The invention provides a method for detecting the head of a moving human body based on stereo visual sense. The method comprises the steps: constructing a hardware platform; arranging two calibrated cameras of the same type above the target scene to be shot in parallel, wherein one camera is arranged at the left side and the other one camera is arranged at the right side in the same height; calculating the parallax between two binocular stereo images through a stereo matching algorithm based on a window; acquiring the distance between the cameras and the target scene through triangle operation based on the parallax so as to acquire the original depth image of the target scene; and performing head target segmentation for the original depth image according to the gray level and the geometrical characteristic of the head target of the human body so as to achieve identification of the head of the human body.

Description

Based on the movement human head detection method of stereoscopic vision
Technical field
The present invention relates to the detection and tracking technology of moving target, a kind of especially movement human head object detection method based on stereoscopic vision.
Background technology
Along with the quick raising of the aspect such as Computer Storage, computing performance, computing machine is progressively applied to the sophisticated functionss such as scene reconstruction, target identification, human-computer interaction by people, this has not only opened up scale and the research direction of computer application field, and facilitates the fast development of related discipline.As current active research field, the essence of computer vision utilizes video camera to replace human eye exactly, utilizes computer to replace the brain of people, carries out recognition and tracking to target, and make corresponding pattern analysis process, generate the image being applicable to instrument detection or eye-observation.
The identification of movement human target is the prerequisite of human body in video being carried out to tracking lock and understanding and the behavior of description human body.Human body target recognition technology based on two dimensional image process is a newer technology, also achieves larger progress in recent years.But due to the human body target recognition technology technical finesse based on two dimensional image process is visible images, therefore higher to the requirement of illumination, thus accuracy of identification and speed are all very easy to the impact being subject to illumination.
Summary of the invention
The object of the present invention is to provide a kind of movement human head detection method based on stereoscopic vision, comprise the following steps:
Step S101, building of hardware platform: video camera sustained height one the first from left right side of the same model of having demarcated two is parallel to be placed on directly over target scene to be captured;
Step S102, by based on window Stereo Matching Algorithm calculate binocular stereo image between parallax;
Step S103, adopts the triangulo operation based on parallax to obtain the distance of video camera to target scene, thus obtains the original depth image of target scene;
Step S104, to original depth image according to the gray scale of human body head target and geometric properties, carries out head Target Segmentation, reaches the object of human body head identification.

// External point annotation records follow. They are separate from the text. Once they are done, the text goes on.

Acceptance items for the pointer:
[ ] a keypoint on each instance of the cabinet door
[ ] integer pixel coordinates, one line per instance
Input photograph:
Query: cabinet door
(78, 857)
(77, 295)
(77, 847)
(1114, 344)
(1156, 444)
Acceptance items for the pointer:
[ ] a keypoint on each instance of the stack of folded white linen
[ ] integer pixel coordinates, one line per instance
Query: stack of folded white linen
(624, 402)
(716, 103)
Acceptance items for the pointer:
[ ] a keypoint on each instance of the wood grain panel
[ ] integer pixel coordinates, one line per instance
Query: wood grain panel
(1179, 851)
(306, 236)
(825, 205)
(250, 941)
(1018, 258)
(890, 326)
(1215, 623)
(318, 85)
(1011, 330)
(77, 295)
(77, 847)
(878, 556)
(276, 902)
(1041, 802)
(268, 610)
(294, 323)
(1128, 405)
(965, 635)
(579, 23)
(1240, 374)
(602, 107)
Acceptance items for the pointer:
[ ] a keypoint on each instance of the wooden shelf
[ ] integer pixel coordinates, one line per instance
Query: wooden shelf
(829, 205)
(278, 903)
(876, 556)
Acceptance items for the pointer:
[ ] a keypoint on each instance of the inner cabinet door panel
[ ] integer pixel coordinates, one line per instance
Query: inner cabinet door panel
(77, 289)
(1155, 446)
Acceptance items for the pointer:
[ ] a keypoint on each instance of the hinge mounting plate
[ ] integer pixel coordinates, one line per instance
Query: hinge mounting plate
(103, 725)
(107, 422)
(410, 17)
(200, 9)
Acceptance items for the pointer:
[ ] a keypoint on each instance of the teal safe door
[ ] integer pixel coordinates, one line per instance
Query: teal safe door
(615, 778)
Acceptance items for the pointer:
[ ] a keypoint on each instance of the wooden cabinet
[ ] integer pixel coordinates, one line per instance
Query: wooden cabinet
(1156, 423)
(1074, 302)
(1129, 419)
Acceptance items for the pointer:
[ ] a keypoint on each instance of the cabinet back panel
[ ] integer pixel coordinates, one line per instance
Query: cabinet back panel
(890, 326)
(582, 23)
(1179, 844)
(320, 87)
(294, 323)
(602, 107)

Adopt said method, described Stereo Matching Algorithm comprises:
Step S1021, two video camera shooting background images;
Step S1022, image and the background image of the shooting of each video camera do difference, obtain two width foreground images;
Step S1023, for benchmark, chooses the unique point in benchmark foreground image with a wherein width foreground image, sets up the window of m*m size centered by this unique point;
Step S1024, another width foreground image is set up the window of m*m size, and in units of pixel moving window, calculate the difference of gray scale on given parallax in two windows;
Step S1025, gray scale difference value and minimum time parallax then as the parallax of this pixel.
Adopt said method, described body head is known method for distinguishing and is comprised:
Step S1041, makes statistics with histogram to depth image, chooses the region at local maximum place as target area;
Step S1042, choose the threshold value of segmentation image, to target area, the pixel being not less than threshold value in region forms doubtful head zone, and the pixel lower than threshold value forms non-head region;
Step S1043, maximum in the target area according to the average gray value of head, adopt average gray and gray variance filtering part nontarget area;
Step S1044, to doubtful head zone remaining after filtering, according to the geometric properties determination human body head of head.

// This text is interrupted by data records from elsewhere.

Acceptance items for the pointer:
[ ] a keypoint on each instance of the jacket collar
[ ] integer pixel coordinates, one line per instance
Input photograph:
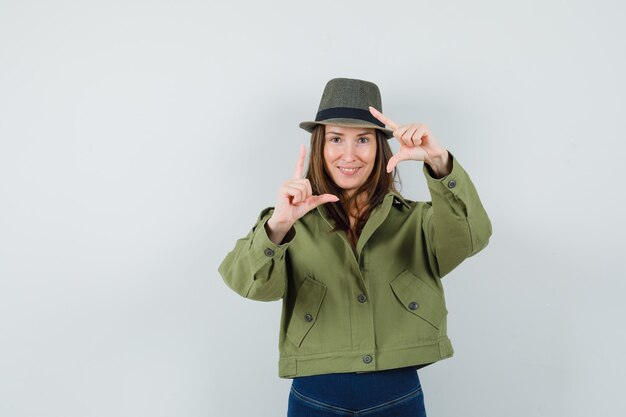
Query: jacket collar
(397, 198)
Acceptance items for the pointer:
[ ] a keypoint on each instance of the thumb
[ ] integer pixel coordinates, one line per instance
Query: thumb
(393, 161)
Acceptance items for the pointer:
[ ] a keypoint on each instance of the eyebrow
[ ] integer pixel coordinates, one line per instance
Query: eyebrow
(332, 132)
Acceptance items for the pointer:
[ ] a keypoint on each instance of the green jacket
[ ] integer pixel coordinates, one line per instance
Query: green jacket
(380, 306)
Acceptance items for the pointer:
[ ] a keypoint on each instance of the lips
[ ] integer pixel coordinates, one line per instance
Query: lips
(349, 171)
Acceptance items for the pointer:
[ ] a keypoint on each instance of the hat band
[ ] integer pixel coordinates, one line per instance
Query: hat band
(347, 113)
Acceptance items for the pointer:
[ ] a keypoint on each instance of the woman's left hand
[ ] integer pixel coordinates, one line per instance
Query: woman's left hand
(417, 144)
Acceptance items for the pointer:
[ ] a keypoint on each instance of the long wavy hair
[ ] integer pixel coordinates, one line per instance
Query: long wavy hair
(377, 185)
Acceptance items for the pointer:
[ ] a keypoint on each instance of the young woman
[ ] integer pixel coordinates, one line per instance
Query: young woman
(359, 267)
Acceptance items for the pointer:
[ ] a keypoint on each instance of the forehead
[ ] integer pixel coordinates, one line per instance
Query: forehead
(348, 131)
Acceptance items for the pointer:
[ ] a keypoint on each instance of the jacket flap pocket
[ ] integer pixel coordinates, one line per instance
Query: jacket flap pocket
(418, 298)
(305, 311)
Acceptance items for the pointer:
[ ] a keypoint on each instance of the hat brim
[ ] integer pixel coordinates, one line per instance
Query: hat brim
(309, 126)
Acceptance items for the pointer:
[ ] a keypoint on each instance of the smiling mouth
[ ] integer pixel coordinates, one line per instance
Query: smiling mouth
(348, 171)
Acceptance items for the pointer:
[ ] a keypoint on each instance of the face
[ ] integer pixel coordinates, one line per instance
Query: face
(349, 155)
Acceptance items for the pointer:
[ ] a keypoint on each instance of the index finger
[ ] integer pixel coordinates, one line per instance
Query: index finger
(298, 171)
(390, 123)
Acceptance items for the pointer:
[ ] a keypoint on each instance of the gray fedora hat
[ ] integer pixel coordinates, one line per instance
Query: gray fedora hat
(345, 102)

The present invention compared with prior art, have the following advantages: (1) adopts the method based on stereoscopic vision, generated the depth image of target scene by stereovision technique, the three-dimensional information of display-object human body, breach the limitation of two dimensional image by illumination effect; (2) what simultaneously the present invention adopted is top-down style of shooting, even if therefore when crowded, also has certain space between head and head, effectively can avoid the blocking of the stream of people, identification error that the phenomenon such as overlapping causes.
Below in conjunction with Figure of description, the present invention is described further.
Accompanying drawing explanation
Fig. 1 is method flow diagram of the present invention.
Fig. 2 is the present invention's two video camera optimal location arrangenent diagrams.
Fig. 3 is Stereo Matching Algorithm process schematic.
Embodiment
Composition graphs 1, a kind of movement human head detection method based on stereoscopic vision, comprises the following steps:
Step S101, building of hardware platform: video camera sustained height one the first from left right side of the same model of having demarcated two is parallel to be placed on directly over target scene to be captured;
Step S102, by based on window Stereo Matching Algorithm calculate binocular stereo image between parallax;
Step S103, adopts the triangulo operation based on parallax to obtain the distance of video camera to target scene, thus obtains the original depth image of target scene;
Step S104, to original depth image according to the gray scale of human body head target and geometric properties, carries out head Target Segmentation, reaches the object of human body head identification.
Demarcation described in step S101 comprises demarcates the Intrinsic Matrix of video camera and outer parameter matrix, and implementation method is as follows:
Step S1011, utilizes the MTV-1881EX-3 video camera of the calibration tool case of matlab to two experiments to demarcate.Obtain a mapping matrix H to every piece image, principle is as formula (1):
s u v 1 = K r 1 r 2 r 3 t X Y 0 1 = K r 1 r 2 t X Y 1 - - - ( 1 )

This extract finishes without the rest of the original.